Throughout last year as it fell 7.5% and through the early part of this year as emerging markets exchange traded funds crumbled, the iShares MSCI South Africa ETF (NYSEArca: EZA) looked like the antithesis of a safe have.
Citing a strengthening rand, one analyst deemed South Africa, Africa’s largest economy, a safe haven.
“I never thought I’d say this, but South Africa has become the new safe haven in the EMEA region,” Societe Generale Head of Emerging Markets Strategy Benoit Anne told Robert Brand of Bloomberg.
The rand is pivotal to the fortunes of South African equities and EZA. As the rand tumbled last year, it worsened South Africa’s current account deficit, contributing to dual headwinds for EZA while prompting South Africa’s entry into the emerging markets motley crew known as the Fragile Five or BIITS. [Broken BIITS: Investors Dodge These EM ETFs]

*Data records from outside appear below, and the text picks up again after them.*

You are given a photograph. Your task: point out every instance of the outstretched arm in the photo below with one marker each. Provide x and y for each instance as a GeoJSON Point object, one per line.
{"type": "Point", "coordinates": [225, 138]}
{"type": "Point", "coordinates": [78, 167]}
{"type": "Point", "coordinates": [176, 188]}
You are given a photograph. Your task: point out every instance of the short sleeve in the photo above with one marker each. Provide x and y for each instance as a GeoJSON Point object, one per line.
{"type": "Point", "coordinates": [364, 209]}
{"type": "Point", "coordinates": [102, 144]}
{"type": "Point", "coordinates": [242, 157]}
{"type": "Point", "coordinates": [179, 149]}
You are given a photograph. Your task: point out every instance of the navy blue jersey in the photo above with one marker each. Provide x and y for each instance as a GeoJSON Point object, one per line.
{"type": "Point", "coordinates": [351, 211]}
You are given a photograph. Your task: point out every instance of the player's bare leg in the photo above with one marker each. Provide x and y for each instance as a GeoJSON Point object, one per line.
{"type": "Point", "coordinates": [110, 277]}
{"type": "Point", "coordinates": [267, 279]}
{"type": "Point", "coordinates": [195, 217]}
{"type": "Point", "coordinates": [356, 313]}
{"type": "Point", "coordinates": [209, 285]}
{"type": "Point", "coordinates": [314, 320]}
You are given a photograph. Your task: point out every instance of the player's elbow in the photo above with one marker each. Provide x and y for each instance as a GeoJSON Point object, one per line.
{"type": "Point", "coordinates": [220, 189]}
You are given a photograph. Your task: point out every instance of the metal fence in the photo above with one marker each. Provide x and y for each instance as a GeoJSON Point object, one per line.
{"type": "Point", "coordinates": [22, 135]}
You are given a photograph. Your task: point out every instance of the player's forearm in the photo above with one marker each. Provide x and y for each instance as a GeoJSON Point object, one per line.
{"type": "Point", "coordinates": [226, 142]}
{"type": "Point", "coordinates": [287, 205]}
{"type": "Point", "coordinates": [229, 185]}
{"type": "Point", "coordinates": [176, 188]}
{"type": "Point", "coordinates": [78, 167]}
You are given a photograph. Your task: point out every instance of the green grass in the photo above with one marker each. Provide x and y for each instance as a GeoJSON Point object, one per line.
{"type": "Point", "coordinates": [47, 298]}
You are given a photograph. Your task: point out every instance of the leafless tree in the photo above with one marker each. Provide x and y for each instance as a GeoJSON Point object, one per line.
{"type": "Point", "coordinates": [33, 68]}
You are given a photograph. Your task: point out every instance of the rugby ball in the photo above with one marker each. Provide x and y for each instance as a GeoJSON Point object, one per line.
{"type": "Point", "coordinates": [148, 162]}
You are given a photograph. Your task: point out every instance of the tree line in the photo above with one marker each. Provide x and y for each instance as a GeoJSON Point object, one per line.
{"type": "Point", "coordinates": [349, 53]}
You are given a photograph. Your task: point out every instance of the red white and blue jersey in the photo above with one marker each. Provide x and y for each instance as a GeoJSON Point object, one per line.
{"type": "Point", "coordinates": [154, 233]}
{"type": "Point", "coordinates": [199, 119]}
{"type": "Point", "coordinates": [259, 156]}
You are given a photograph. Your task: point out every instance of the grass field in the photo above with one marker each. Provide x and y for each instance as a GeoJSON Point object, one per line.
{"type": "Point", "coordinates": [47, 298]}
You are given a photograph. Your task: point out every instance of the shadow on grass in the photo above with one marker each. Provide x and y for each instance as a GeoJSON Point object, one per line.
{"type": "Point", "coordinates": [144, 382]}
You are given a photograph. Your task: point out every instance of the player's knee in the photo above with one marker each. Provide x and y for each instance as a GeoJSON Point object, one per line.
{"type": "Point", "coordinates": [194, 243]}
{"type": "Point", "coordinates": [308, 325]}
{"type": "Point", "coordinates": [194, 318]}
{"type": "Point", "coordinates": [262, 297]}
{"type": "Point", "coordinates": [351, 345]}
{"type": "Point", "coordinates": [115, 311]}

However, some BIITS ETFs have among the best-performing emerging markets funds this, namely ETFs offering exposure to India and Indonesia. For its part, EZA is up 3.1% in the past month.
There is still work to be done on account deficit if EZA is to deliver further appreciation. UBS believes the rand needs to gain another 10% “to bring the current-account deficit to a sustainable level,” Bloomberg reported. South Africa’s deficit narrowed to a two-year low in the fourth-quarter, but not because of increased exports.